By Scott Craig for Westmont College


Westmont College will offer a bachelor of science degree in engineering with a concentration in mechanical engineering beginning in fall 2019, blending courses in engineering, physics, mathematics and chemistry and grounding the program in the college’s liberal arts tradition.

The new major continues Westmont’s tradition of cultivating innovation, collaboration, problem-solving and moral discernment in graduates.

“Through the ages, the greatest minds have possessed the unusual capacity to make connections across every discipline and in every sphere of life and thought — in the arts and sciences, in the humanities, in technology and industry, and in the rise of artificial intelligence and machine learning,” said President Gayle D. Beebe.

“We seek to make this remarkable capacity — the genius to find innovative solutions to enduring problems — a hallmark of our engineers,” he said.

The launch of the new program coincides with Westmont’s capital campaign to raise $250 million for new academic programs, student scholarships and long-term financial stability through endowment growth.

 “As educators and leaders in our world consider local and global challenges, more of the solutions and strategies require insights from engineers, especially when addressing social mobility, caring for the environment, reducing poverty and promoting human welfare,” said Provost Mark Sargent.

“Blending voices from engineers in discussions with economists, theologians, ethicists, historians, sociologists and other experts in the arts and sciences can enrich the ability of a Christian liberal arts community to cultivate justice, pursue peace and foster human flourishing,” he said.

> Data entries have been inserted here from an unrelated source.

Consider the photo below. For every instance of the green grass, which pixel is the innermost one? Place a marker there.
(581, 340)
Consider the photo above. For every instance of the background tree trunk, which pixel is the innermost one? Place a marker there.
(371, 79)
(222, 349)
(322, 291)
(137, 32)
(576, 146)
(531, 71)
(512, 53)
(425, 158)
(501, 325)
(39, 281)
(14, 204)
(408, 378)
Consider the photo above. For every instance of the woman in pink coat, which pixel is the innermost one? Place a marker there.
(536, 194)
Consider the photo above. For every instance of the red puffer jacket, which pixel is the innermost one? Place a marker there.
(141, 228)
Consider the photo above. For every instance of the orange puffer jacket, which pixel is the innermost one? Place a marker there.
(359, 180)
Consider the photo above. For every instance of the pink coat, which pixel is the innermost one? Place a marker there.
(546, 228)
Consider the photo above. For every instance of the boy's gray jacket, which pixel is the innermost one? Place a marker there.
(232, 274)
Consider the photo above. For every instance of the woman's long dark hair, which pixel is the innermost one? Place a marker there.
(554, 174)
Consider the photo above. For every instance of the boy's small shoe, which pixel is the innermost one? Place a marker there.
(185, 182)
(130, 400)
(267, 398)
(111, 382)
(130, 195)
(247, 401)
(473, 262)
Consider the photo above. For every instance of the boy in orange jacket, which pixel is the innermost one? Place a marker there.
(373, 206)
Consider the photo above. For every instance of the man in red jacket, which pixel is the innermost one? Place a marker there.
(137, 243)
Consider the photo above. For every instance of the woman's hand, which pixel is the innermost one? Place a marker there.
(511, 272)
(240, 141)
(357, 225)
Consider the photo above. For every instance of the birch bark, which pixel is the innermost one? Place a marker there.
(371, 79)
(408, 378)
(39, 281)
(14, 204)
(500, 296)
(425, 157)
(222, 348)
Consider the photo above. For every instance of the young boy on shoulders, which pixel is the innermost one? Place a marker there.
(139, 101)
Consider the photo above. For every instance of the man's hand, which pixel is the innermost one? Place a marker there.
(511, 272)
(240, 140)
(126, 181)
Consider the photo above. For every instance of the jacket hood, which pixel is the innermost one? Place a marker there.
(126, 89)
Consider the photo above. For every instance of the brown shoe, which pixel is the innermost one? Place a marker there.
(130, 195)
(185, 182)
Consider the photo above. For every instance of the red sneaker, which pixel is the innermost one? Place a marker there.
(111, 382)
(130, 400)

Westmont is responding to an invitation from the National Science Foundation challenging schools to prepare adaptive engineers committed to blending science, engineering and the arts.

“The new engineering program offers a great opportunity to students who are technologically inclined but eager to ground their training in a rich Christian liberal arts tradition,” said Eileen McMahon McQuade, professor of biology and associate dean of faculty.

“Our engineering graduates will benefit from thorough technical and scientific training as well as an interdisciplinary sensitivity and moral imagination that the Christian liberal arts can nurture,” she said.